Tuesday, December 19, 2017

Excessive Immigration

Approximately 43.3 million foreign-born people live in the United States. Broken down by immigration status, the foreign-born population includes 20.7 million naturalized U.S. citizens and 22.6 million noncitizens. Of the noncitizens, approximately 13.1 million are lawful permanent residents, 11.1 million are unauthorized migrants and 1.7 million hold temporary visas.

The number of foreign-born individuals in the U.S. population has more than quadrupled since 1965 and is expected to reach 78 million by 2065.  At just 9.6 million in 1965, foreign-born individuals represented 5 percent of the U.S. population. By 2015, immigrants made up 13.5 percent of the total U.S. population. Still, today’s share of the immigrant population as a percentage of the total U.S. population remains below its peak in 1890, when 14.8 percent of the U.S. population had immigrated to the country.

The countries of origin of today’s immigrants are more diverse than they were 50 years ago. In 1960, a full 75 percent of the foreign-born population residing in the United States was from Europe, while in 2015, only 11.1 percent of the immigrant population was born in Europe. In 2015, 11.6 million foreign-born residents—26.9 percent of the foreign-born population—were from Mexico; 2.7 million immigrants were from China; 2.4 million were from India; 2 million were from the Philippines; 1.4 million were from El Salvador; 1.3 million were from Vietnam; 1.2 million were from Cuba; and 1.1 million each were from the Dominican Republic and South Korea.
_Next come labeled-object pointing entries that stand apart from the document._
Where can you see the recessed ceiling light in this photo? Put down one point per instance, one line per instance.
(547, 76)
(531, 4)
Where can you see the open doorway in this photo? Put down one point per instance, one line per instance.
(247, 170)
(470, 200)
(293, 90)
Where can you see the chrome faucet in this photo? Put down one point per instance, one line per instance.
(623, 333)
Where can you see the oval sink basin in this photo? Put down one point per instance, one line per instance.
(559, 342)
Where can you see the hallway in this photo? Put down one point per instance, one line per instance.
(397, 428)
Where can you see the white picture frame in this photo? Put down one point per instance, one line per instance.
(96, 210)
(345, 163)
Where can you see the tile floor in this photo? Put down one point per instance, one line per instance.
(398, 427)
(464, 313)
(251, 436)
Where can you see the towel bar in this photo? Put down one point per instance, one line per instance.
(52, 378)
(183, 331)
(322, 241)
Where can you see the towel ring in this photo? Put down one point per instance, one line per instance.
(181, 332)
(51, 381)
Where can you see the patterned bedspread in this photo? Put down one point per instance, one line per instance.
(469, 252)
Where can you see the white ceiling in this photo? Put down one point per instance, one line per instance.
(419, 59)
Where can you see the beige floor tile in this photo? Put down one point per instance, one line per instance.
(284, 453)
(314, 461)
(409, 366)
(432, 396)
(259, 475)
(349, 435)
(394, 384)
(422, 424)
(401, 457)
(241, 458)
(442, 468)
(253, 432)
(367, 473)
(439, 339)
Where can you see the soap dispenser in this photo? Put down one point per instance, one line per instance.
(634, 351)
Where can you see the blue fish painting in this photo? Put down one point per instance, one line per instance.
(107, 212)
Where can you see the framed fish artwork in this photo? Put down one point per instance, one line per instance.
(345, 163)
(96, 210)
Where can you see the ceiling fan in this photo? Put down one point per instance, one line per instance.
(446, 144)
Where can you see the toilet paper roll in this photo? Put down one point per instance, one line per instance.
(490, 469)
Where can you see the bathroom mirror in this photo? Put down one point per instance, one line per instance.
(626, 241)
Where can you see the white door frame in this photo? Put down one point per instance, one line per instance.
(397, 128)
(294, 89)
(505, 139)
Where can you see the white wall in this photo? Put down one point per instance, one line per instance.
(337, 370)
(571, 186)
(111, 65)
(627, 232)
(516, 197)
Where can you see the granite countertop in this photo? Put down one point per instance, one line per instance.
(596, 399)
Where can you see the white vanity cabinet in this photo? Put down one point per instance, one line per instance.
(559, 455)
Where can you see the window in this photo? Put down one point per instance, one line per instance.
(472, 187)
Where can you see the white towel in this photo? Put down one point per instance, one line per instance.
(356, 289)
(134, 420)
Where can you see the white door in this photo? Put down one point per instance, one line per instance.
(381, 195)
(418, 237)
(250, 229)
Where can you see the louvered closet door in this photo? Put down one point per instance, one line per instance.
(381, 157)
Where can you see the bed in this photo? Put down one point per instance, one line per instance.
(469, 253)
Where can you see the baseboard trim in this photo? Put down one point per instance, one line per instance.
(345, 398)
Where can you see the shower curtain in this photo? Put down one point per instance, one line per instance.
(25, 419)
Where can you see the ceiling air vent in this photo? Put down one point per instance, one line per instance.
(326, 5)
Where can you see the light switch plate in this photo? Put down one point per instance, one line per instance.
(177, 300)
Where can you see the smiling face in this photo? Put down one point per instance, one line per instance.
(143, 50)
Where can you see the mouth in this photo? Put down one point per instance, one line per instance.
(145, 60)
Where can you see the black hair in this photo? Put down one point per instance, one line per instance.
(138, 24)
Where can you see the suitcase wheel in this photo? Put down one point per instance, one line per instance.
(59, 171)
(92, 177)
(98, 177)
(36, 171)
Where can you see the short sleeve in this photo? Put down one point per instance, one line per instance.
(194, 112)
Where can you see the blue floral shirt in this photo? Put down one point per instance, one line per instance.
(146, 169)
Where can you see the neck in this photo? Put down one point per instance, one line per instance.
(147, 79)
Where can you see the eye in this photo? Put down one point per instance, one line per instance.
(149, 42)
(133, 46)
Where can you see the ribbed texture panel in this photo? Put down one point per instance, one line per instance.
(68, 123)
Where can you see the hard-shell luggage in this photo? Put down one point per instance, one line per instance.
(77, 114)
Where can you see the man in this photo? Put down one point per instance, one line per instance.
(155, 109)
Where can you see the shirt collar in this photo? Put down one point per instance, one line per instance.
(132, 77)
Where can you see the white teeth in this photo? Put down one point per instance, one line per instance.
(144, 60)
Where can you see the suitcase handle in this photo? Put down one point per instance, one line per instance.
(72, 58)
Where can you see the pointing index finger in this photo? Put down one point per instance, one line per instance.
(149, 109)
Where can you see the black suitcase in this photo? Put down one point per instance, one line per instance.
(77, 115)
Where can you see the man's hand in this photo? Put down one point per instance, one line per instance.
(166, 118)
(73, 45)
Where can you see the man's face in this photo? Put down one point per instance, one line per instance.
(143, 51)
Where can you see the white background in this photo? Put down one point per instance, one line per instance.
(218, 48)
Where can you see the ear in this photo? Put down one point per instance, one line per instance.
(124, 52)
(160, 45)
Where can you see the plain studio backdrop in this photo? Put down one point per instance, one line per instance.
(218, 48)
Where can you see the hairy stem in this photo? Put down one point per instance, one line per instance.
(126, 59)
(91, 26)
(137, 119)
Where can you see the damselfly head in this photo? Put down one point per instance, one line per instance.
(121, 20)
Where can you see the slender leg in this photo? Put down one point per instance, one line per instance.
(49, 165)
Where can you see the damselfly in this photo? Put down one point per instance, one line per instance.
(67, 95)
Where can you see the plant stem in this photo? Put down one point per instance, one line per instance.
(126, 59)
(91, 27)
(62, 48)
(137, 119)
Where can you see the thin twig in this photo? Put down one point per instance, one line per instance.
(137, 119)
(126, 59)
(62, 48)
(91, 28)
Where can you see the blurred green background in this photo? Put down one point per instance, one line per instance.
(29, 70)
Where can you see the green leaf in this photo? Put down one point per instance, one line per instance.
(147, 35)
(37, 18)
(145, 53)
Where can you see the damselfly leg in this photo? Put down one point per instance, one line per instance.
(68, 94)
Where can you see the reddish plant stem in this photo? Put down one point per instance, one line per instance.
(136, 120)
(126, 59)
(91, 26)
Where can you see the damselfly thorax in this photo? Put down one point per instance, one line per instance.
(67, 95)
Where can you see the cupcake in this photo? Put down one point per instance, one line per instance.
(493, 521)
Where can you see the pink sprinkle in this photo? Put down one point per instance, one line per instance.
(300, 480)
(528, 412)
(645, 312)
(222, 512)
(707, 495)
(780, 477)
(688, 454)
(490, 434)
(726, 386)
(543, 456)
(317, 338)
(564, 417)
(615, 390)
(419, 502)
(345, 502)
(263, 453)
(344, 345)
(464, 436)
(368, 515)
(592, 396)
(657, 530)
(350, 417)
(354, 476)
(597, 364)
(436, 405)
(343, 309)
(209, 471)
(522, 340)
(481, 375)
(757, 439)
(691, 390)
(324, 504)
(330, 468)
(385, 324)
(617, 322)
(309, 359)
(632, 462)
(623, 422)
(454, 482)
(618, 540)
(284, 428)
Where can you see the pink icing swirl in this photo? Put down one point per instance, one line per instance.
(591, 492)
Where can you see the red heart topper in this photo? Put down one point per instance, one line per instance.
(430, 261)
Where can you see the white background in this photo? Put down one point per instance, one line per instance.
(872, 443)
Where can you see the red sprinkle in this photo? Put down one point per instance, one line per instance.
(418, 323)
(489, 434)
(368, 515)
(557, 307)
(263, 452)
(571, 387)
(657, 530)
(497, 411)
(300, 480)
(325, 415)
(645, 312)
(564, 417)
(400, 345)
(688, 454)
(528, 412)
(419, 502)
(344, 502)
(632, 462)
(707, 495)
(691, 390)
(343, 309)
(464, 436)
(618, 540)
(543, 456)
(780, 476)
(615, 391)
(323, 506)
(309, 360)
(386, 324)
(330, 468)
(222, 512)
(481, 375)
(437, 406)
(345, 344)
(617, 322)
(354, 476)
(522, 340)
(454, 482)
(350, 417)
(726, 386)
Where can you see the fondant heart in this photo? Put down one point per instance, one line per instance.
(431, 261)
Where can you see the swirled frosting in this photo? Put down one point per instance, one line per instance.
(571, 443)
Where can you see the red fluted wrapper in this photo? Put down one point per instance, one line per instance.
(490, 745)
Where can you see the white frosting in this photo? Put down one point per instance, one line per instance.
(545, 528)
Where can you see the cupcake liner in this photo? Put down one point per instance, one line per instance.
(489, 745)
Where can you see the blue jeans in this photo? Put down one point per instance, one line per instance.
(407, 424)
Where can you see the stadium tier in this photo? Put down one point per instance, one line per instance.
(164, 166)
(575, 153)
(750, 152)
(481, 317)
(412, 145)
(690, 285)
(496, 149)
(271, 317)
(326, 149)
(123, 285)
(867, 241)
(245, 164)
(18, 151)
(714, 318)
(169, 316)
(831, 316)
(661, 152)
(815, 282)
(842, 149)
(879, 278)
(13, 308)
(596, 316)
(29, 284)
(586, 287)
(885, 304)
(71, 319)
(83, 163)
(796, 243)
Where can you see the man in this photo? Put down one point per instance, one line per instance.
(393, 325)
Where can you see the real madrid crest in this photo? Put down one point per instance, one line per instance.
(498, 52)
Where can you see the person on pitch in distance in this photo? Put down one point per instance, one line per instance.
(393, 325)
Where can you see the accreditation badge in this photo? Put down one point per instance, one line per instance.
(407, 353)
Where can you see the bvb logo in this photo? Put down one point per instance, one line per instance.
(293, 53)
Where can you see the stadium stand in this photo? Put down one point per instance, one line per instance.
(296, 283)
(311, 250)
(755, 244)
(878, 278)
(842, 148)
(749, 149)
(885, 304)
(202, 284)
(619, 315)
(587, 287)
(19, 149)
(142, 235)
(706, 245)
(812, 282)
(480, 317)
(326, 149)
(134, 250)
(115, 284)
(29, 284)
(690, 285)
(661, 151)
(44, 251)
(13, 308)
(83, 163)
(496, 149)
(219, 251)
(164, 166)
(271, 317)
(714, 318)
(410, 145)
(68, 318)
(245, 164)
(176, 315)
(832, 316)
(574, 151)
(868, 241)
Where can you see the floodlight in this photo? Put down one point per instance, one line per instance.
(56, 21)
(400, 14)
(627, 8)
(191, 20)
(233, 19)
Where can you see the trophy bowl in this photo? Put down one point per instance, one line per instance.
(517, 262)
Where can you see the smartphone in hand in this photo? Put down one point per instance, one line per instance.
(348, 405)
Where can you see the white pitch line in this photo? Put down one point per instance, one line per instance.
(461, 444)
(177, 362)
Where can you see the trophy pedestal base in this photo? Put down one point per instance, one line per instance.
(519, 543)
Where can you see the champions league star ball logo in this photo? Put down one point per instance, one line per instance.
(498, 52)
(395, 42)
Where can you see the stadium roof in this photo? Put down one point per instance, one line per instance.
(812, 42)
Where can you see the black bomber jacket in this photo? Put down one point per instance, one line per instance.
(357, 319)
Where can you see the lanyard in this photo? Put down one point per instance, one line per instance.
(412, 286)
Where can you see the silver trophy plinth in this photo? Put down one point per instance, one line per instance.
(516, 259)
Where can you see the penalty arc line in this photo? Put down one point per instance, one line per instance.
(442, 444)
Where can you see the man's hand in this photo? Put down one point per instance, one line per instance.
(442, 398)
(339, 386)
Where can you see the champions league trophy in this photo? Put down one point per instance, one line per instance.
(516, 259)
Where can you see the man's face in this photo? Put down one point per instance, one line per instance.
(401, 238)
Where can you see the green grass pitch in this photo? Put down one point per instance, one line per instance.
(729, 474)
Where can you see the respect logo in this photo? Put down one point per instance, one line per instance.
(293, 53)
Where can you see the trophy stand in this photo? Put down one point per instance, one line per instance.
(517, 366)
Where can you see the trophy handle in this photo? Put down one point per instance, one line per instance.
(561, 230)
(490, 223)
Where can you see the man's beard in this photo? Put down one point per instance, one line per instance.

More Mexican immigrants are returning home than arriving in the United States. From 2009 to 2014, 1 million immigrants returned to Mexico while 870,000 arrived in the United States. This decline can be attributed to a drop of unauthorized Mexican immigrants, which peaked in 2007 at 6.9 million.

 

https://www.americanprogress.org/issues/immigration/reports/2017/04/20/430736/facts-immigration-today-2017-edition/

 

63.2% of working-age Americans have a job. US immigration doubled in 1989 and jobs were off-shored after 1993. The jobs that were created from 2009 to 2016 were mostly minimum wage jobs that went to immigrants and refugees. We will be reforming our excessive immigration policies to be based on merit in 2018.